The news Deone Bucannon won’t play Sunday — not a huge shock, even without the setback of an ankle sprain — puts on hold what the Cardinals will do with rookie Haason Reddick when Bucannon, Reddick and Karlos Dansby are all available. Reddick will be needed to play in Bucannon’s role, at least in certain packages.

But it also goes to that concern lingering as soon as the Cards cut to 53 and, at least outwardly, the team only kept three outside linebackers. What about depth? What about a fourth behind Markus Golden, Chandler Jones and Kareem Martin? Coach Bruce Arians mentioned that veteran Philip Wheeler, signed as an inside linebacker, worked in practice recently on the outside and can play both spots. Defensive lineman Josh Mauro has occasionally taken reps at OLB and could serve there in a pinch, especially on running downs. But then there is Reddick.

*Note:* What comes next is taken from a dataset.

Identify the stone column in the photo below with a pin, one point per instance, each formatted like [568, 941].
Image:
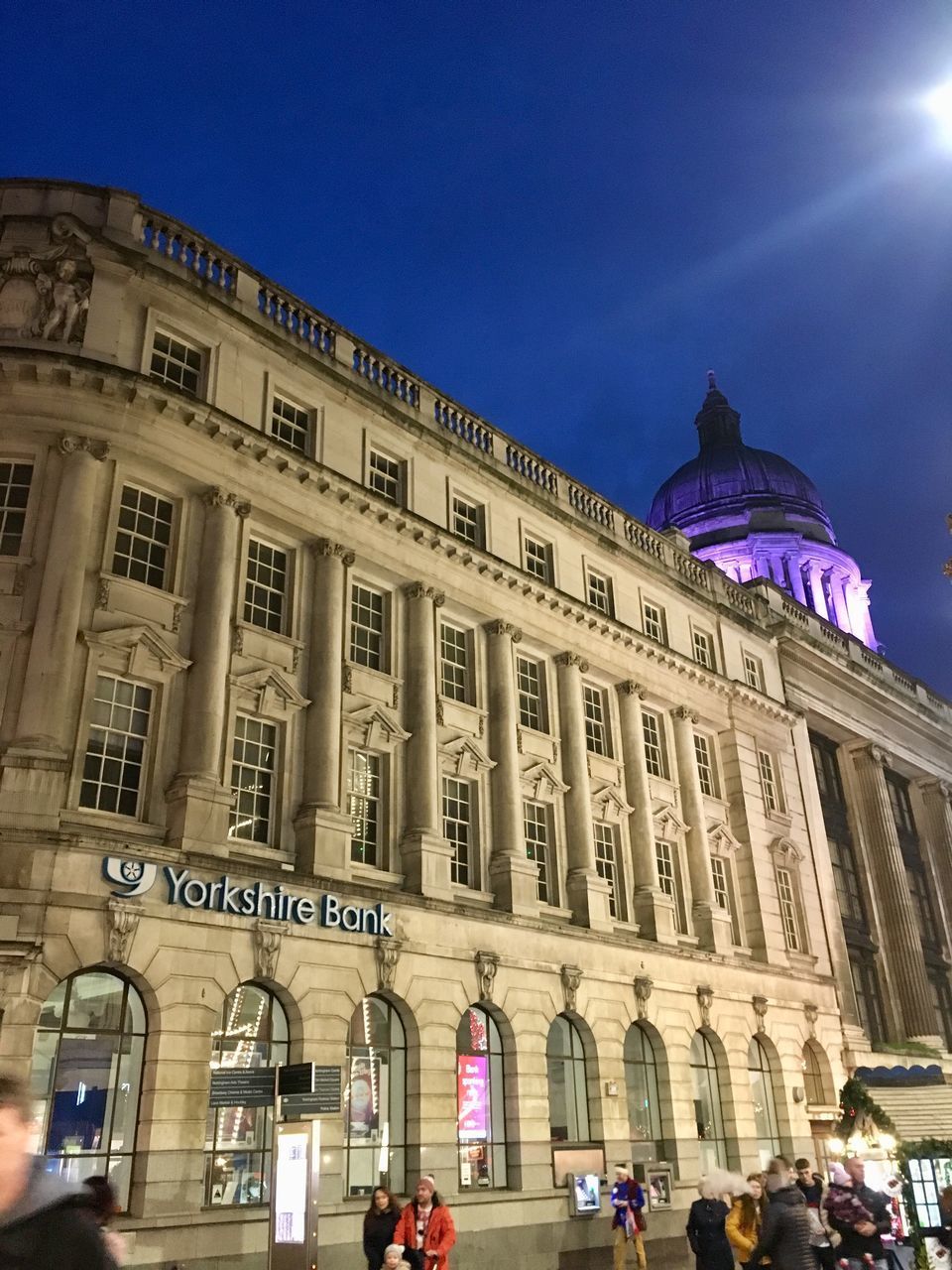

Reddick, who played defensive end in college, slowly has gotten some reps as an outside ‘backer to build on his work on the inside. And once Bucannon is back, Reddick makes the most sense as a dual-threat guy, someone who can play on the inside in certain packages, who can rush the passer in certain packages, and who can also serve as that fourth guy behind Golden, Jones and Martin.

Again, versatility has been one of the hallmarks of the players GM Steve Keim has sought, especially on the defense. The linemen can play anywhere. The linebackers, mostly, can switch around. The defensive backs are interchangeable. That is how the Cards will solve that fourth OLB issue.